Dass der Ort nach extrem gefährlichen Kreaturen benannt ist, merkt man bei einem Spaziergang durch George Town kaum. Die geschäftigen Straßen sind von Palmen gesäumt, entspannte Touristen schlendern am örtlichen Hard Rock Café vorbei, ganzjährig herrschen angenehme Temperaturen, im Durchschnitt 25 Grad.

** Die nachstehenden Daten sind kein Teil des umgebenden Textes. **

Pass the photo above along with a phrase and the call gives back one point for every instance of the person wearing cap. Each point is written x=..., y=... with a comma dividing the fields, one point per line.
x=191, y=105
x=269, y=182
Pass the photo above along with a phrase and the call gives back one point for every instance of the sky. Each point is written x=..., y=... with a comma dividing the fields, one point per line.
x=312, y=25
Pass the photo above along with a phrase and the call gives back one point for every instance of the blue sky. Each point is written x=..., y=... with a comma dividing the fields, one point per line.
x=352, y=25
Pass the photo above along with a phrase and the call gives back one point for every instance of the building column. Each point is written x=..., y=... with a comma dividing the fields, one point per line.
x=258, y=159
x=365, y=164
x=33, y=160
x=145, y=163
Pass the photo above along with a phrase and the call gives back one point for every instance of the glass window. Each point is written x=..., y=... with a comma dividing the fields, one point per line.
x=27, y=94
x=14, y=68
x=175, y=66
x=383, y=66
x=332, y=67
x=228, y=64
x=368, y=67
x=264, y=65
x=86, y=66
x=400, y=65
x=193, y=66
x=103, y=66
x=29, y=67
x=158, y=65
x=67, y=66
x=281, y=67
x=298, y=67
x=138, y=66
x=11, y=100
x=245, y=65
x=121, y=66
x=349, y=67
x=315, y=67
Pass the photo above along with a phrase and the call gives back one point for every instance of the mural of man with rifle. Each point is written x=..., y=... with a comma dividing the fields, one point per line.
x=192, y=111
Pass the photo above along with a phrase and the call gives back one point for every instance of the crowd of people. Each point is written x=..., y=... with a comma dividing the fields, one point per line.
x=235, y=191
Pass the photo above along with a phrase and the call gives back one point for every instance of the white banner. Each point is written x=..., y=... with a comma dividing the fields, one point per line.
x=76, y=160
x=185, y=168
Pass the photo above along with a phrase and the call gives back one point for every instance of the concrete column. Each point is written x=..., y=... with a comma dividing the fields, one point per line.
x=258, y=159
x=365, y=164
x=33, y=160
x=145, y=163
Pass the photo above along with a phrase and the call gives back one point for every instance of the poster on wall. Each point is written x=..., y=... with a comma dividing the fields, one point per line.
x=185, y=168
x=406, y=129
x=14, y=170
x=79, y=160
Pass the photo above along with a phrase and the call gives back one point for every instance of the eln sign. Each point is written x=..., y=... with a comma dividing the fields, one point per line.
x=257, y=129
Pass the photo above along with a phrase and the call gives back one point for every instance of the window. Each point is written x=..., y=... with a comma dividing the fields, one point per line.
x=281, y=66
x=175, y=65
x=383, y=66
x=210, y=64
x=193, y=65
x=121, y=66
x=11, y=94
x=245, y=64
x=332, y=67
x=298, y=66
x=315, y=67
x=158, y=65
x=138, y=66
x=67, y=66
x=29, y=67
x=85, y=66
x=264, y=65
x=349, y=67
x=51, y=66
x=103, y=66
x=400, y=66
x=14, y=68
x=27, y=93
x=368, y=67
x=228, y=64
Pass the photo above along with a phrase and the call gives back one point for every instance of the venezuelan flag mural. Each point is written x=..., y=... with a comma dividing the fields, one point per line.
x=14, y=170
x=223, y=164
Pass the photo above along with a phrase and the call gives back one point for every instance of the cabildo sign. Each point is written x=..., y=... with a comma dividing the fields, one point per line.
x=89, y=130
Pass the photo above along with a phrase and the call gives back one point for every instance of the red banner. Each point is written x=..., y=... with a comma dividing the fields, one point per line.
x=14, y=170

George Town liegt in der Karibik und ist die Hauptstadt der Kaiman-Inseln. Den Namen der Inselgruppe assoziiert heute kaum jemand mit den bissigen Echsen, nach denen sie der englische Freibeuter Francis Drake 1586 benannt haben soll. Die meisten Leute denken eher an Steuerschlupflöcher und hier ansässige Hedgefonds. Für die hat Franz Müntefering vor einigen Jahren die umstrittene Bezeichnung Heuschrecken geprägt, um ihre maßlose Gefräßigkeit zu geißeln. Mindestens 4 000 dieser zumeist hoch spekulativen Finanzinvestoren haben ihren juristischen Sitz auf der Inselgruppe, die nur 50 000 Einwohner hat. Damit sind auf den Caymans etwa 40 Prozent aller Hedgefonds zu Hause – mehr als irgendwo sonst auf der Welt.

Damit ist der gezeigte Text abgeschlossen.